I was shut in an empty classroom with 3×5 cards color coded and spread across two tables. I was trying to create class schedules for the some 20 odd students that comprised The Happy Valley School in 1978. Dr. Lunt, the HVS Director, keyed into the room followed by a tall bearded fellow, a prospective teacher on a tour. Dr. Lunt was immediately called away and I was left to converse with Garland Lane Toler, a conversation that impacted and set the course for both of our lives for years to come. Somehow in the course of the next hour (who knows where the hell Dr. Lunt went) we discovered a mutual enthusiasm for teaching and for young adults, a common philosophy of optimistic pragmatism, and a shared love for tennis, guitars, literature, and a good laugh. Unhappy teaching in a small San Francisco college, Lane was looking for something new. The HVS salary was embarrassing. We had yet to construct a campus. The hours would be daunting and Lane would have to leave his wife and two daughters in the Bay area until he could afford to bring them down or perhaps until he could decide if this leap of faith would pan out. Still, he took the job and together we taught, counseled, crisis managed, supervised, cajoled and otherwise nurtured a school back into existence. The next year I became the director of the school and Lane remained at my side as teacher, dean, and trusted advisor for the ensuing 25 years.
I believed, and still do, that the secret of a good school is to put students in daily interaction with intelligent, moral, creative, and dedicated people. Of course I hired for subject expertise, but mostly I tried to hire for character. I reasoned that you could help a person learn to teach, but character was first and Lane was not only a character he had character in spades. Working with him as long as I did, I can write that Lane was without exception one of the kindest people I have ever known. There was no meanness about him and he brought that spirit into the school. When students struggled, he offered aid, an encouraging word, a hug, a joke, and perhaps some advice. It was a remarkable gift for a school to have a Dean of Students who was completely non-judgmental, who was capable of calling the toughest miscreant to task and having them feel better after leaving the office. I can’t recall a single important decision that I did not first consult Lane Toler and his response was almost always to look at what was best for the students.
When the school went out on backpacking trips, which we did for over two dozen years, Lane was my pack partner and we came to mark the passage of time by seasons in the Sierras. At talent shows we usually performed together. Lane was a much more accomplished guitar player than I, but he always preferred to just accompany and perhaps throw in a solo. Having the bigger ego and less talent, I would be the front man. In between songs, Lane would tell a joke…usually something awful that made people groan. The louder the groan, the better he liked it. He was absolutely full of these jokes and seemed to bring a new one to school each day. One of his favorite aspects of teaching in a high school was that Lane could recycle his jokes every four years. Lane simply believed that laughter was good medicine and the best gift he could give was that of a smile.

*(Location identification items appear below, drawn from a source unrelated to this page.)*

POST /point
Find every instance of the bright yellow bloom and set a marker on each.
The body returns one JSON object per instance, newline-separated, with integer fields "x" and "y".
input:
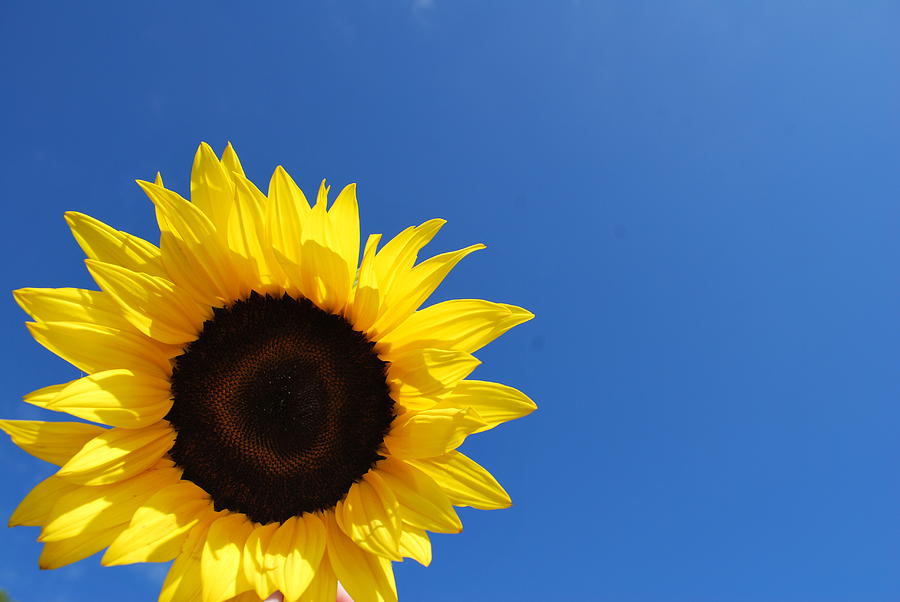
{"x": 283, "y": 415}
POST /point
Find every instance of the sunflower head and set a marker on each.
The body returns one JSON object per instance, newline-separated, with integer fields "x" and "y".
{"x": 263, "y": 405}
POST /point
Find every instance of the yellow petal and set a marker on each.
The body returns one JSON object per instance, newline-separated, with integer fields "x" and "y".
{"x": 342, "y": 237}
{"x": 459, "y": 325}
{"x": 193, "y": 252}
{"x": 211, "y": 186}
{"x": 35, "y": 509}
{"x": 184, "y": 581}
{"x": 366, "y": 577}
{"x": 93, "y": 348}
{"x": 285, "y": 214}
{"x": 324, "y": 583}
{"x": 98, "y": 508}
{"x": 464, "y": 481}
{"x": 245, "y": 597}
{"x": 72, "y": 305}
{"x": 44, "y": 397}
{"x": 103, "y": 243}
{"x": 427, "y": 372}
{"x": 370, "y": 516}
{"x": 220, "y": 562}
{"x": 362, "y": 311}
{"x": 429, "y": 433}
{"x": 414, "y": 543}
{"x": 253, "y": 559}
{"x": 60, "y": 553}
{"x": 395, "y": 259}
{"x": 161, "y": 525}
{"x": 230, "y": 161}
{"x": 296, "y": 550}
{"x": 54, "y": 442}
{"x": 120, "y": 398}
{"x": 495, "y": 403}
{"x": 410, "y": 291}
{"x": 117, "y": 454}
{"x": 248, "y": 238}
{"x": 422, "y": 502}
{"x": 323, "y": 270}
{"x": 153, "y": 305}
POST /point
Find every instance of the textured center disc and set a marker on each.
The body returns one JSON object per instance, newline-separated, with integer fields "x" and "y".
{"x": 279, "y": 408}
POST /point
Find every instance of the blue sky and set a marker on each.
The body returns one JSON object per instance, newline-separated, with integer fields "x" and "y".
{"x": 698, "y": 200}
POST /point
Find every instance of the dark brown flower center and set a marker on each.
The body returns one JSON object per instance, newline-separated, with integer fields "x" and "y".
{"x": 279, "y": 408}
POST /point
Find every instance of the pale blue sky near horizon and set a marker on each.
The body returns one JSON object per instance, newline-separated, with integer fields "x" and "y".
{"x": 697, "y": 199}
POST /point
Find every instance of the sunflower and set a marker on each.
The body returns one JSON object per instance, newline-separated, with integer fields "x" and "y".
{"x": 266, "y": 408}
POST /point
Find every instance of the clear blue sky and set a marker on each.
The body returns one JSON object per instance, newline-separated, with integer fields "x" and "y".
{"x": 698, "y": 200}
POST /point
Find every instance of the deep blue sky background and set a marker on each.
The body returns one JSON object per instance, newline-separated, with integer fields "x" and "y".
{"x": 698, "y": 199}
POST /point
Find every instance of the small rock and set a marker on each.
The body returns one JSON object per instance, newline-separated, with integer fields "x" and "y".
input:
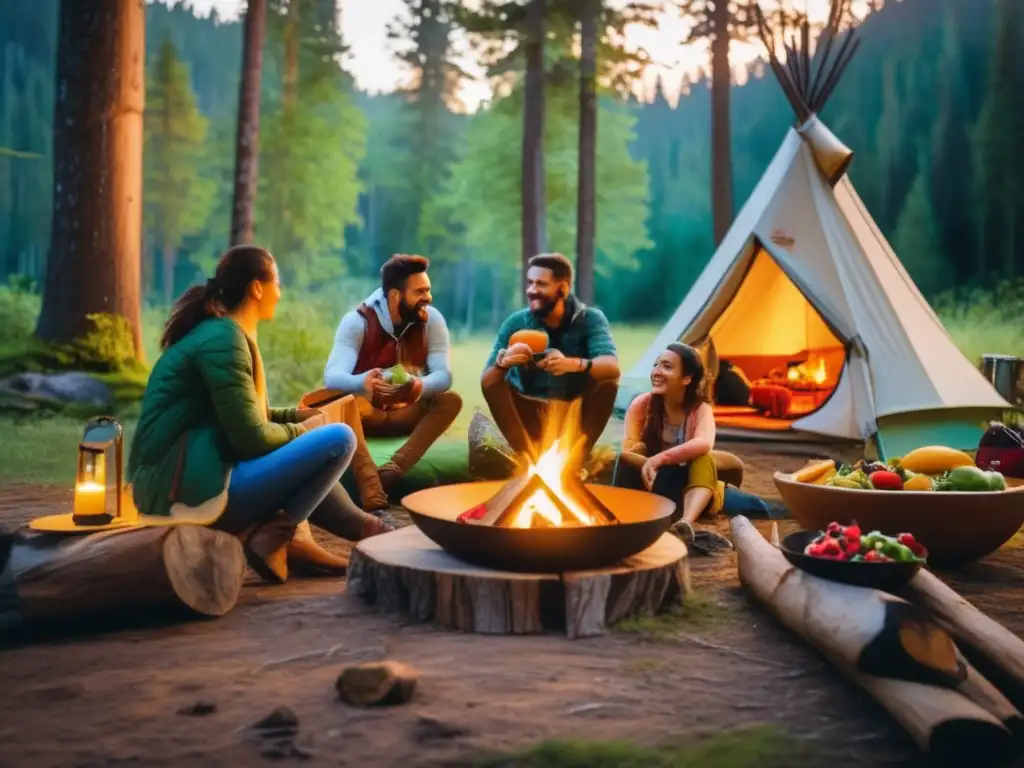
{"x": 377, "y": 683}
{"x": 431, "y": 729}
{"x": 74, "y": 387}
{"x": 198, "y": 710}
{"x": 280, "y": 723}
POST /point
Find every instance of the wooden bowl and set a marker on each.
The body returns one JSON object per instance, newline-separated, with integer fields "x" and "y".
{"x": 880, "y": 576}
{"x": 955, "y": 527}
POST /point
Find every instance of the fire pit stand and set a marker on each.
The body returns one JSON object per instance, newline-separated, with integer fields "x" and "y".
{"x": 406, "y": 572}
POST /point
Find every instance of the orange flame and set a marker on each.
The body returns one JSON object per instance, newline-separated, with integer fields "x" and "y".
{"x": 557, "y": 459}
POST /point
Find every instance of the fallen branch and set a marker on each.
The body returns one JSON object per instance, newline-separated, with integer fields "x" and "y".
{"x": 893, "y": 650}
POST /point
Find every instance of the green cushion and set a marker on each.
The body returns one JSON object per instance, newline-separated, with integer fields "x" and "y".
{"x": 444, "y": 463}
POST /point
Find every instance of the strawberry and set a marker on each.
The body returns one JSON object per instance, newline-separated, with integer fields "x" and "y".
{"x": 911, "y": 544}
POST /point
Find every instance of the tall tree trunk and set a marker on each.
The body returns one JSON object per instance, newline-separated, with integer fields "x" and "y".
{"x": 247, "y": 136}
{"x": 587, "y": 163}
{"x": 168, "y": 260}
{"x": 96, "y": 236}
{"x": 534, "y": 204}
{"x": 496, "y": 293}
{"x": 470, "y": 295}
{"x": 721, "y": 123}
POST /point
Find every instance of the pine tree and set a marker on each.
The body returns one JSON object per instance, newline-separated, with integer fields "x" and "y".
{"x": 93, "y": 264}
{"x": 951, "y": 166}
{"x": 313, "y": 141}
{"x": 178, "y": 197}
{"x": 1000, "y": 154}
{"x": 916, "y": 240}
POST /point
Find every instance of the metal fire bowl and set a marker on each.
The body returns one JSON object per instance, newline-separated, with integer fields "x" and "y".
{"x": 644, "y": 517}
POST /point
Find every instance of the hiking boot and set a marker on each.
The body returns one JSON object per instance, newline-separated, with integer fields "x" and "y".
{"x": 389, "y": 474}
{"x": 306, "y": 555}
{"x": 266, "y": 548}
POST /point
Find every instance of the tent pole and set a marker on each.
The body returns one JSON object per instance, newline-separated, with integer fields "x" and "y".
{"x": 878, "y": 444}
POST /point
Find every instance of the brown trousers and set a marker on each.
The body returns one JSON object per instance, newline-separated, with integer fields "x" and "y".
{"x": 423, "y": 422}
{"x": 521, "y": 419}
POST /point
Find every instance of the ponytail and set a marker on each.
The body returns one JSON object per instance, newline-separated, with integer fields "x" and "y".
{"x": 223, "y": 292}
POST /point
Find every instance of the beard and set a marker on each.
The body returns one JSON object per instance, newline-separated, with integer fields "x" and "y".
{"x": 413, "y": 313}
{"x": 547, "y": 305}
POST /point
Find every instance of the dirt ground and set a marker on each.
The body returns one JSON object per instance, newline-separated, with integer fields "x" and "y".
{"x": 121, "y": 695}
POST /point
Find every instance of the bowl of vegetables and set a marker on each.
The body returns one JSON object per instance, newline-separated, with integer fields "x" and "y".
{"x": 957, "y": 511}
{"x": 844, "y": 553}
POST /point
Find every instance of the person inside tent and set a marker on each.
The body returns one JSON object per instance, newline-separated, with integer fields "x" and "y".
{"x": 731, "y": 386}
{"x": 670, "y": 434}
{"x": 210, "y": 451}
{"x": 576, "y": 360}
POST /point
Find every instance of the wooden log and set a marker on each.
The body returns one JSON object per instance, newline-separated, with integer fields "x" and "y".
{"x": 48, "y": 578}
{"x": 404, "y": 572}
{"x": 989, "y": 645}
{"x": 377, "y": 683}
{"x": 891, "y": 649}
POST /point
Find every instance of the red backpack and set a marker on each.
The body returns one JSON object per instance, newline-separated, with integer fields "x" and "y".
{"x": 1001, "y": 450}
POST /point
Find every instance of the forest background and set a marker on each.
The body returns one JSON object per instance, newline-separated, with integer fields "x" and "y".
{"x": 933, "y": 105}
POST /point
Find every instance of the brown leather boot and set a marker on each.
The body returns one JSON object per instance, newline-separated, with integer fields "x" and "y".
{"x": 305, "y": 555}
{"x": 368, "y": 479}
{"x": 266, "y": 548}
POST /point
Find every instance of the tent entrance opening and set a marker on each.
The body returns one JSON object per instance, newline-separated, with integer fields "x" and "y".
{"x": 777, "y": 358}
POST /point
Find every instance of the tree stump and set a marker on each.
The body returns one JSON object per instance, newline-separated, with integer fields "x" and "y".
{"x": 893, "y": 650}
{"x": 404, "y": 572}
{"x": 47, "y": 578}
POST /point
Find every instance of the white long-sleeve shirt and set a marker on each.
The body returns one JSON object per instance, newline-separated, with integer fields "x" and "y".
{"x": 348, "y": 340}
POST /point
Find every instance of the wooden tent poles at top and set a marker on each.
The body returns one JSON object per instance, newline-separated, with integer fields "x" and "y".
{"x": 808, "y": 80}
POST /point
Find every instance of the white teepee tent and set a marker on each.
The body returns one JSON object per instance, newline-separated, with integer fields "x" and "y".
{"x": 804, "y": 267}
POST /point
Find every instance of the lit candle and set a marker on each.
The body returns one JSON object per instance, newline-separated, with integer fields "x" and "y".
{"x": 90, "y": 500}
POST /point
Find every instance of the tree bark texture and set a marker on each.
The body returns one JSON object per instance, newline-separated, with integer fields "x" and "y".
{"x": 587, "y": 182}
{"x": 721, "y": 128}
{"x": 247, "y": 136}
{"x": 534, "y": 203}
{"x": 94, "y": 260}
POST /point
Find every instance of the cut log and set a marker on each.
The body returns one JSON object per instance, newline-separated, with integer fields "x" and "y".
{"x": 404, "y": 572}
{"x": 377, "y": 684}
{"x": 48, "y": 578}
{"x": 993, "y": 648}
{"x": 891, "y": 649}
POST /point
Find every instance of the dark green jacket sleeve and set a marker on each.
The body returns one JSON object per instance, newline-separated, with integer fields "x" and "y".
{"x": 509, "y": 327}
{"x": 226, "y": 368}
{"x": 599, "y": 341}
{"x": 285, "y": 415}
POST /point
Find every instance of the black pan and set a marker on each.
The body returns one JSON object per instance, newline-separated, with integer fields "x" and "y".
{"x": 644, "y": 518}
{"x": 881, "y": 576}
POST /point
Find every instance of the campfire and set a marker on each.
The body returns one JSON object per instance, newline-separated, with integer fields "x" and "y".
{"x": 548, "y": 492}
{"x": 808, "y": 373}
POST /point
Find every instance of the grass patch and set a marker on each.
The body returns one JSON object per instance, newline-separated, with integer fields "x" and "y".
{"x": 697, "y": 611}
{"x": 761, "y": 747}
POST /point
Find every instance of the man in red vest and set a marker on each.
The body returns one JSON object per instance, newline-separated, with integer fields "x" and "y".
{"x": 396, "y": 325}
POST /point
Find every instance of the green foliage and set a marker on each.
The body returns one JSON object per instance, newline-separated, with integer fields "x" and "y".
{"x": 916, "y": 237}
{"x": 178, "y": 196}
{"x": 760, "y": 747}
{"x": 18, "y": 309}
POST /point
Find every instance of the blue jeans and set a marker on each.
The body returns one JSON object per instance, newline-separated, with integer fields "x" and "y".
{"x": 302, "y": 479}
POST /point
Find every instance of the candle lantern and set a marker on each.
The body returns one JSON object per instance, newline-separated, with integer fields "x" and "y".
{"x": 97, "y": 484}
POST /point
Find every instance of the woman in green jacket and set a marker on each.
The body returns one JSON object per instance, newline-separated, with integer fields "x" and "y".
{"x": 209, "y": 450}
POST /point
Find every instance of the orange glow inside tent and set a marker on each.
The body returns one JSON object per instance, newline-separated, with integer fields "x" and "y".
{"x": 773, "y": 334}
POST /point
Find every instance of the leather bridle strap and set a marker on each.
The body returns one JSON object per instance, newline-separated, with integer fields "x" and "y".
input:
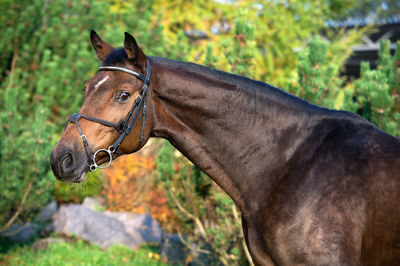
{"x": 124, "y": 127}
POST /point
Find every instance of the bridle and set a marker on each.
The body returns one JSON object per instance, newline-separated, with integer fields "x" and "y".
{"x": 124, "y": 127}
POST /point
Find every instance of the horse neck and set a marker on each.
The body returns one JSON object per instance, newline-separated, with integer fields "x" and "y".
{"x": 225, "y": 125}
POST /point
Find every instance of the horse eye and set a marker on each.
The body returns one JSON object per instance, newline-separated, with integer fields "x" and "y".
{"x": 123, "y": 96}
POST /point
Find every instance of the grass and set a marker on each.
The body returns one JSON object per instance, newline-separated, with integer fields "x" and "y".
{"x": 80, "y": 253}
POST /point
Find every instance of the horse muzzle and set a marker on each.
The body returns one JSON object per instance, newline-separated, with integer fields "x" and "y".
{"x": 68, "y": 166}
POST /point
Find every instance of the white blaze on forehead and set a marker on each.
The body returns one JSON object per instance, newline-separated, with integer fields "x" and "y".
{"x": 100, "y": 82}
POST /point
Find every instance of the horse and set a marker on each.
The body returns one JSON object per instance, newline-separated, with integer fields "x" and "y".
{"x": 314, "y": 186}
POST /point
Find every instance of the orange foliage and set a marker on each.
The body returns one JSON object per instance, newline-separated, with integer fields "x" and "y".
{"x": 131, "y": 187}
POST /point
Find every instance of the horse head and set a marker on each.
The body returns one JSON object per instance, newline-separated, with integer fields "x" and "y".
{"x": 113, "y": 119}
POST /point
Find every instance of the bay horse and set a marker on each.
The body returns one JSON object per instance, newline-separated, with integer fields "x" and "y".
{"x": 314, "y": 186}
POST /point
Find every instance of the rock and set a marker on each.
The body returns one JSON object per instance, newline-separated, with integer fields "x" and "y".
{"x": 47, "y": 213}
{"x": 21, "y": 232}
{"x": 141, "y": 226}
{"x": 44, "y": 243}
{"x": 107, "y": 228}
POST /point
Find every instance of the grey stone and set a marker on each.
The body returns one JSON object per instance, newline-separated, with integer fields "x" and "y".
{"x": 47, "y": 213}
{"x": 107, "y": 228}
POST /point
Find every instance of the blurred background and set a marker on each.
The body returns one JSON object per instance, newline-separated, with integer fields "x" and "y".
{"x": 341, "y": 54}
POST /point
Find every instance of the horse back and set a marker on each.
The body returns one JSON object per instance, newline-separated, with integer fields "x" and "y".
{"x": 339, "y": 202}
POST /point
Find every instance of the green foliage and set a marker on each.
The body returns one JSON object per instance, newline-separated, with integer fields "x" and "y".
{"x": 44, "y": 62}
{"x": 375, "y": 95}
{"x": 83, "y": 254}
{"x": 24, "y": 170}
{"x": 377, "y": 91}
{"x": 318, "y": 80}
{"x": 73, "y": 192}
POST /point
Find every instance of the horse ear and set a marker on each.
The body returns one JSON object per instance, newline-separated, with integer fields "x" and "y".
{"x": 135, "y": 54}
{"x": 101, "y": 47}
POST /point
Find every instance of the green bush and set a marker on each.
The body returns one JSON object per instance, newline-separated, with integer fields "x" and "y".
{"x": 81, "y": 253}
{"x": 77, "y": 192}
{"x": 377, "y": 92}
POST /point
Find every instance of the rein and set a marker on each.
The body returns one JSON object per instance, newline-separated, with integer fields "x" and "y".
{"x": 124, "y": 127}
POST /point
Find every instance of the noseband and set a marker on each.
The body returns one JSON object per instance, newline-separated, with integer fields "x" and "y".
{"x": 124, "y": 127}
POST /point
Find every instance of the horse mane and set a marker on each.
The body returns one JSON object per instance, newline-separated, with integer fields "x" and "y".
{"x": 264, "y": 91}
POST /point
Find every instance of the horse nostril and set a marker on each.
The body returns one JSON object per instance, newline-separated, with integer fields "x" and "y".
{"x": 67, "y": 163}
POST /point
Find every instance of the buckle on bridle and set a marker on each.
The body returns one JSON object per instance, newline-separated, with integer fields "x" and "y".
{"x": 109, "y": 152}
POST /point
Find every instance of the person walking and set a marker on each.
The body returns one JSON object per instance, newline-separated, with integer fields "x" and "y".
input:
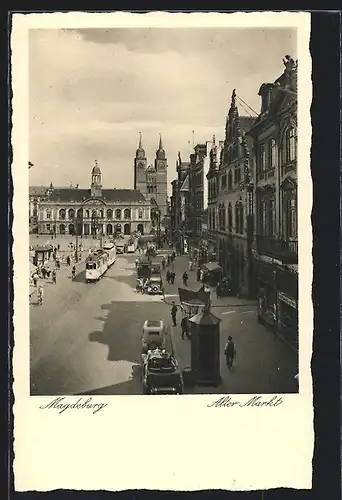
{"x": 174, "y": 310}
{"x": 185, "y": 327}
{"x": 230, "y": 352}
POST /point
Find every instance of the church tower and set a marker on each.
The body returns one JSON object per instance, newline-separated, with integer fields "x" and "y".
{"x": 140, "y": 163}
{"x": 96, "y": 181}
{"x": 160, "y": 165}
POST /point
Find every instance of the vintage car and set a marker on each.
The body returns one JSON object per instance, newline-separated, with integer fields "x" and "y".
{"x": 153, "y": 333}
{"x": 154, "y": 285}
{"x": 161, "y": 374}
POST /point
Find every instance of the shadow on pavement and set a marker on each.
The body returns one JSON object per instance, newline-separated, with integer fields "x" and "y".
{"x": 125, "y": 388}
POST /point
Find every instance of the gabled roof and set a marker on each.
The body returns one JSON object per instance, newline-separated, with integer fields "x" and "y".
{"x": 108, "y": 195}
{"x": 185, "y": 186}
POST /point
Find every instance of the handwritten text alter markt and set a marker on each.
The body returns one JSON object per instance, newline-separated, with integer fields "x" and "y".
{"x": 81, "y": 404}
{"x": 255, "y": 401}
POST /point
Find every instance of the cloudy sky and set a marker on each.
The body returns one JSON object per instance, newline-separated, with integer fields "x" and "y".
{"x": 92, "y": 91}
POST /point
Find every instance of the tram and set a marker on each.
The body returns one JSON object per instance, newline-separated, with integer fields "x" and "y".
{"x": 110, "y": 249}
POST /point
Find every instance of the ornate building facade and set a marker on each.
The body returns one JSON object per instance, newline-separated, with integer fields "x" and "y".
{"x": 94, "y": 211}
{"x": 274, "y": 136}
{"x": 232, "y": 202}
{"x": 151, "y": 180}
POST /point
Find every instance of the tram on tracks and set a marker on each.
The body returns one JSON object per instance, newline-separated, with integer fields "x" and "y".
{"x": 98, "y": 262}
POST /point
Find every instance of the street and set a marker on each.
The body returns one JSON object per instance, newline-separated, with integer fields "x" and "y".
{"x": 86, "y": 338}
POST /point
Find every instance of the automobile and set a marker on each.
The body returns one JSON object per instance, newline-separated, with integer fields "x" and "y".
{"x": 154, "y": 285}
{"x": 161, "y": 374}
{"x": 153, "y": 333}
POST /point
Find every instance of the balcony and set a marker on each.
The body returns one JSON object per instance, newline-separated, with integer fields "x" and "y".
{"x": 285, "y": 251}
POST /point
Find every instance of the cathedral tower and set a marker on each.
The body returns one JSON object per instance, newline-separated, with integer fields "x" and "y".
{"x": 96, "y": 181}
{"x": 140, "y": 163}
{"x": 160, "y": 165}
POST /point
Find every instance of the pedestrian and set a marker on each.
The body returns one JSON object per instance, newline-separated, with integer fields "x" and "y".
{"x": 198, "y": 274}
{"x": 185, "y": 327}
{"x": 174, "y": 310}
{"x": 230, "y": 352}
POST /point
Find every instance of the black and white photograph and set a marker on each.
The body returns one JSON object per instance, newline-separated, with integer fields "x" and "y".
{"x": 163, "y": 221}
{"x": 162, "y": 247}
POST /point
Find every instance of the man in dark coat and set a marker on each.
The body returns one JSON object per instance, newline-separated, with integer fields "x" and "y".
{"x": 230, "y": 352}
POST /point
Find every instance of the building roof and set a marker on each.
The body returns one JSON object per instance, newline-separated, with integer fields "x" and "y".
{"x": 246, "y": 123}
{"x": 38, "y": 190}
{"x": 108, "y": 195}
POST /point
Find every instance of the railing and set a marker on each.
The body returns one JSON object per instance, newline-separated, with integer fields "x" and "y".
{"x": 284, "y": 250}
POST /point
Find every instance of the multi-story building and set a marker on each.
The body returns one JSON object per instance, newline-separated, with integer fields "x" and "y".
{"x": 274, "y": 136}
{"x": 151, "y": 180}
{"x": 198, "y": 194}
{"x": 233, "y": 177}
{"x": 94, "y": 211}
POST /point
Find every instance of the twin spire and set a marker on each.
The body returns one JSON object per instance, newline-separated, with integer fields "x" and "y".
{"x": 160, "y": 148}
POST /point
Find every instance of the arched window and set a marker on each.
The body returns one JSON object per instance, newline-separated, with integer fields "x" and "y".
{"x": 290, "y": 146}
{"x": 230, "y": 218}
{"x": 272, "y": 153}
{"x": 222, "y": 217}
{"x": 230, "y": 179}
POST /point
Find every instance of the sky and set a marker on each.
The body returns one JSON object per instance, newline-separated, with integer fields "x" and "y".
{"x": 92, "y": 91}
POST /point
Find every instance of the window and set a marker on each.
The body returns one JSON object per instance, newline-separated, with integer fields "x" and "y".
{"x": 262, "y": 158}
{"x": 290, "y": 145}
{"x": 239, "y": 217}
{"x": 222, "y": 217}
{"x": 272, "y": 153}
{"x": 237, "y": 174}
{"x": 230, "y": 218}
{"x": 230, "y": 179}
{"x": 290, "y": 213}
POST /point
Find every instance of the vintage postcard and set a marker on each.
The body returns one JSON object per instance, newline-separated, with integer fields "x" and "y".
{"x": 162, "y": 247}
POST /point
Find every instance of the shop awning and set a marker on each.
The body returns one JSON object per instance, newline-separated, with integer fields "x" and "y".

Lane could also regularly kick my ass on the tennis court. I am a reasonable player, but for over 15 years I played a weekly match with Lane and it was well over the first two years before I took a set. After a while, either I got better or I just sensed when he was about to unleash one of his patented slimy drop shots or rocket forehands and the matches became pretty even, both of us knowing the others’ game so well that each point usually ended with one of us splayed out on the court and both of us laughing. By far the best tennis I ever played was with Lane. Of course, he had been a public courts champ up in SF, but like all else, he did not brag about it. When we were troubled by some circumstance at school, it was always best to discuss it over a beer following a set of tennis.
Thus, together we helped to build a campus, to grow the school to nearly 100, and to survive good years and bad, through satisfying achievements and bitter disappointments, sweeping brushfires, washed out roads, High Sierra blizzards, heartbreaking expulsions, a burned dormitory, a lifetime of faculty meetings and, eventually, through the sad circumstances that led us both to walk away from the school that we loved. Together we gave each other a memorable journey. There is no aspect of it that I do not recall sharing with Lane, nothing that I achieved that I achieved alone.
On my 36th birthday (that’s right, 36 years ago) Lane wrote to me:
Whenever
I have made a friend
(And, I think, I have)
I’ve always thought: “Hey,
How many? How many
Do you make in a lifetime?”
In a life
Time goes slowly
Quickly
It is good
It is good
To have a friend.
…Right back at you, Lane, and thanks for more than could ever be mentioned.